Recent work in many laboratories has demonstrated that life in description is not as vague as it might seem. In structure, it is the grouping of thousands of different kinds of ions and molecules. In function, this structure is able to capture, store, transfer, and utilize the energy of quanta of light photons to maintain the internal energy of its system at average levels where free energy may be dissipated as work. This dissipation of free energy and the incidental performance of work are responsible for varied processes, such as the contraction of heart muscle, the moving of ions by the kidney, and nerve impulse transmission. The living system is essentially an “open” thermodynamic system in which the cells are capable of exchanging energy with outside sources. More information is needed concerning the rate at which energy is stored and expended.
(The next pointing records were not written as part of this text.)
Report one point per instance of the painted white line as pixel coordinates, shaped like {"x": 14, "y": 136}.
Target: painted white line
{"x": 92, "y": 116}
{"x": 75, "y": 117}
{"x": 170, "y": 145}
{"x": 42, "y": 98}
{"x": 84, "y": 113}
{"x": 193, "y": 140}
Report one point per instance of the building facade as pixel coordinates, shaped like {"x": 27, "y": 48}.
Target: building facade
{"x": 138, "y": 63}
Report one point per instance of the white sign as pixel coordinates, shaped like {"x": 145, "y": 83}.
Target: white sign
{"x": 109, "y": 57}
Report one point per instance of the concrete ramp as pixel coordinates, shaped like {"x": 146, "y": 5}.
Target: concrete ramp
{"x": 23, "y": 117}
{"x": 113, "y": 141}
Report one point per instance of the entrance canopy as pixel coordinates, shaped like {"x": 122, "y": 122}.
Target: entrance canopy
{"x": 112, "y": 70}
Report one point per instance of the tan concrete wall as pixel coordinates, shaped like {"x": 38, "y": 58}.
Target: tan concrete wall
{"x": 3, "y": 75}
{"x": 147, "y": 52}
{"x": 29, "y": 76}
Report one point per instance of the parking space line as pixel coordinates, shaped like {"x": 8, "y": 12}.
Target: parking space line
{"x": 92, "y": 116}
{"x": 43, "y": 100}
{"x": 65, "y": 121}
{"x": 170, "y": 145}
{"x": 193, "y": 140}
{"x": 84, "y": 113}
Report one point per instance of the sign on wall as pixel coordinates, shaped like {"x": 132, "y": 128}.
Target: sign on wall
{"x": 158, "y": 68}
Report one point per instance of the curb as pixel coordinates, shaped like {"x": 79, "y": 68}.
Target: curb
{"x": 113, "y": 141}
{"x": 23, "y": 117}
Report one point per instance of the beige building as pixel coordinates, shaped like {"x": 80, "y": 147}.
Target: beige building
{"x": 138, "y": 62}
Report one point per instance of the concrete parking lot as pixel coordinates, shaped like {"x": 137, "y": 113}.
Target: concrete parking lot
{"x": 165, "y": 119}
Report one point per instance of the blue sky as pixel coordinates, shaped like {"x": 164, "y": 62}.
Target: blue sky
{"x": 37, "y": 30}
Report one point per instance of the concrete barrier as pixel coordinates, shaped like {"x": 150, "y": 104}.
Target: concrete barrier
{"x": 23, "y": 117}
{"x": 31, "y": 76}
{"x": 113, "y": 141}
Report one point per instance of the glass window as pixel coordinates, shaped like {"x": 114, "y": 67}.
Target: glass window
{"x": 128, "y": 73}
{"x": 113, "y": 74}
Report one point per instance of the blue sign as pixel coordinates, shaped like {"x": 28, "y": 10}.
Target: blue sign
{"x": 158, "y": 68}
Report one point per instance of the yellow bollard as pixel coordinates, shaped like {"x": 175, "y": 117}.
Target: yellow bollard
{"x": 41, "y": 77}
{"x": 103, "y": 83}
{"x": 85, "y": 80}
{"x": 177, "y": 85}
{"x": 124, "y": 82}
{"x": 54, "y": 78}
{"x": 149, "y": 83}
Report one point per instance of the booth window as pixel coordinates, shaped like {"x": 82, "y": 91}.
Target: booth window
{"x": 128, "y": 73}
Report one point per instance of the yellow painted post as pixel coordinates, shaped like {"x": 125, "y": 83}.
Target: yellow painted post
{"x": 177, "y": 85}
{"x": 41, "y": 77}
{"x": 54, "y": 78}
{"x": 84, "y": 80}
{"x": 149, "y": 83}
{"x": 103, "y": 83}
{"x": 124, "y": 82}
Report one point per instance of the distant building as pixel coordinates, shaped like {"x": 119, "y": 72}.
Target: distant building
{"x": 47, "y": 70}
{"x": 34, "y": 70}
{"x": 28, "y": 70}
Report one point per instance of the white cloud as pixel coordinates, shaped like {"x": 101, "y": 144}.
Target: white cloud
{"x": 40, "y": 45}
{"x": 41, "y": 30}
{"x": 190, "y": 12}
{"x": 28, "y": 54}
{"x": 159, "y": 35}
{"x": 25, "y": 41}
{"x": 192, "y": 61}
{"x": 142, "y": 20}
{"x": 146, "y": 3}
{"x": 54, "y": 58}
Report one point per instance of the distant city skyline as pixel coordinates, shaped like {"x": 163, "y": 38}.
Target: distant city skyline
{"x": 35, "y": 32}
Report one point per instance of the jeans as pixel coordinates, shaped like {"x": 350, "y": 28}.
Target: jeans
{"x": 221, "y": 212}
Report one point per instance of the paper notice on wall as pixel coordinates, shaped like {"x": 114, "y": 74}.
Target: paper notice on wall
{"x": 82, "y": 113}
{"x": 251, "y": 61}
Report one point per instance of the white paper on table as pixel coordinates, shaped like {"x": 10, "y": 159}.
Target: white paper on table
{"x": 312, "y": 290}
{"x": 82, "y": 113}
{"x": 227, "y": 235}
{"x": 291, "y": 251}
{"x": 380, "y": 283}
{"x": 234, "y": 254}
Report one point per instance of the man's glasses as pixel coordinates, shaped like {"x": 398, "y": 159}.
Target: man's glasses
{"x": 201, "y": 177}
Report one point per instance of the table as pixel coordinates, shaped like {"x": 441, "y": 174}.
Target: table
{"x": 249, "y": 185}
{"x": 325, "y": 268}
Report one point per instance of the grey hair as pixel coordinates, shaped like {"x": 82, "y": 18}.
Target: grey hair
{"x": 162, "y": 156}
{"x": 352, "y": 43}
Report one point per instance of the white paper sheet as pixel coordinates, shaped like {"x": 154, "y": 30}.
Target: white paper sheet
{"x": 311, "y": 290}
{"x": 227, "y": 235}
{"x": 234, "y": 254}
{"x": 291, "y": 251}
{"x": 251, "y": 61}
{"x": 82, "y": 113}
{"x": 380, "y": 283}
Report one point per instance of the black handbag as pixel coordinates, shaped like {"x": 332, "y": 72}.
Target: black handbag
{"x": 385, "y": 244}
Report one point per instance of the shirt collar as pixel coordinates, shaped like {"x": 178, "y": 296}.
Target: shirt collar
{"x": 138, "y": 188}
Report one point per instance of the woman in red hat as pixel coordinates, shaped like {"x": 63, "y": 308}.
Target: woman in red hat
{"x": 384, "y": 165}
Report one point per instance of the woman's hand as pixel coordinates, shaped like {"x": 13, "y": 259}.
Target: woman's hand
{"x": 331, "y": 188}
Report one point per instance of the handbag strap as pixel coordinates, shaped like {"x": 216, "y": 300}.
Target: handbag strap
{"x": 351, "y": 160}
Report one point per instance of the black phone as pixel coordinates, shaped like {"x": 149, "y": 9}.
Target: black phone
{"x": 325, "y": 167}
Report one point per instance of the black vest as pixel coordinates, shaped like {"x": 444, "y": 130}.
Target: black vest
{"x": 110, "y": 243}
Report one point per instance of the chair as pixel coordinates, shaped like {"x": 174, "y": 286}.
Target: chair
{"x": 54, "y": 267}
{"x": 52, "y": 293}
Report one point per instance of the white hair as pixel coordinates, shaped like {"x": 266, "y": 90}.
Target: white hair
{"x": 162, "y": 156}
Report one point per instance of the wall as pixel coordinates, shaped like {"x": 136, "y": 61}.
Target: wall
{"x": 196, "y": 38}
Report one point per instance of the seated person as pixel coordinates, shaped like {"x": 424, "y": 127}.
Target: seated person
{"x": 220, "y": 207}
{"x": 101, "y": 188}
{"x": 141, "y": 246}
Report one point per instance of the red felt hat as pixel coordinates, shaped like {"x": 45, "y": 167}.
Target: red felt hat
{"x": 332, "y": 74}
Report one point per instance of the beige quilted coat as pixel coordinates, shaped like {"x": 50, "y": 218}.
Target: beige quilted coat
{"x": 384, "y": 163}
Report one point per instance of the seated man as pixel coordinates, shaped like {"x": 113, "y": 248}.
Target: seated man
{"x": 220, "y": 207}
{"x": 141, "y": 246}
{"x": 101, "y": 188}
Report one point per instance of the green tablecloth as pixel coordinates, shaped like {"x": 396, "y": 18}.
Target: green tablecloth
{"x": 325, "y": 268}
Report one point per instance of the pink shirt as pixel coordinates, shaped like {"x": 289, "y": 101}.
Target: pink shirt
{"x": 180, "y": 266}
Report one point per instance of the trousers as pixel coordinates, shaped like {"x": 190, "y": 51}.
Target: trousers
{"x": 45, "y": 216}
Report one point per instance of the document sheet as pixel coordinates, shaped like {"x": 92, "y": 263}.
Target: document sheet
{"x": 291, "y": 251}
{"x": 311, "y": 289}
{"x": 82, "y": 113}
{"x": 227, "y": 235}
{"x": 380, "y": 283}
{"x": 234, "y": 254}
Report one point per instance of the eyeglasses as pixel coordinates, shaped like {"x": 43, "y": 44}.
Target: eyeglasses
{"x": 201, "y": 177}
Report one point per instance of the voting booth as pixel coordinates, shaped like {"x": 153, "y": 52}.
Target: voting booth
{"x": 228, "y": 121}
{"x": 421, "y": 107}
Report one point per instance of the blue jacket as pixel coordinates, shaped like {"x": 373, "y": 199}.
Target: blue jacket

Biological optima of temperature and pressure play a key role in this respect and clearly determine the rate of performance of work.

We know from the data of divers that an increase in pressure of one atmosphere is tolerated for only a few hours. Data from man and laboratory animals indicate that there is limited survival when the atmospheric pressure is reduced by one half. Survival is limited to a few weeks with or without an increased oxygen concentration in the atmosphere.

There exists the possibility that life on earth has built-in constants which must be maintained for at least optimal performance, if not survival. These constants include a gravitational field, an electromagnetic field, and the energy of the photon. Evidence of these constants may well be seen in the spin of orbital electrons, the activated states of orbital electrons, the selection of the living organism of molecules which specifically rotate a plane of polarized light to the left, and the alpha helix structure of fibrous proteins. Evidence is accumulating to suggest that the biosphere has its own specificity for spin and moment which may well be critical.

The photons emanating from the sun, both in their frequency and incident intensity, are responsible for the existence of life on earth. We have read much concerning the constancy of the velocity of photons, little about their influence as a flux upon the field of forces about earth. How greatly will the dissipated flux energy affect a body moving through the resistance of a photon flux? What fields of forces will result? What will determine the energy imparted to a body moving through a flux and to the occupants or inhabitants of this body? An answer to these questions may well be essential in our search for conditions necessary to survival of life in “space.”

What will happen to man, who has evolved on earth, when his surrounding fields are altered? What will happen to the various living energy systems, vectored to contend with earth’s phenomena? Is there a minimum field necessary for man’s existence? If so, we must design a space vehicle that will be consistent with man’s need for the constants required for survival.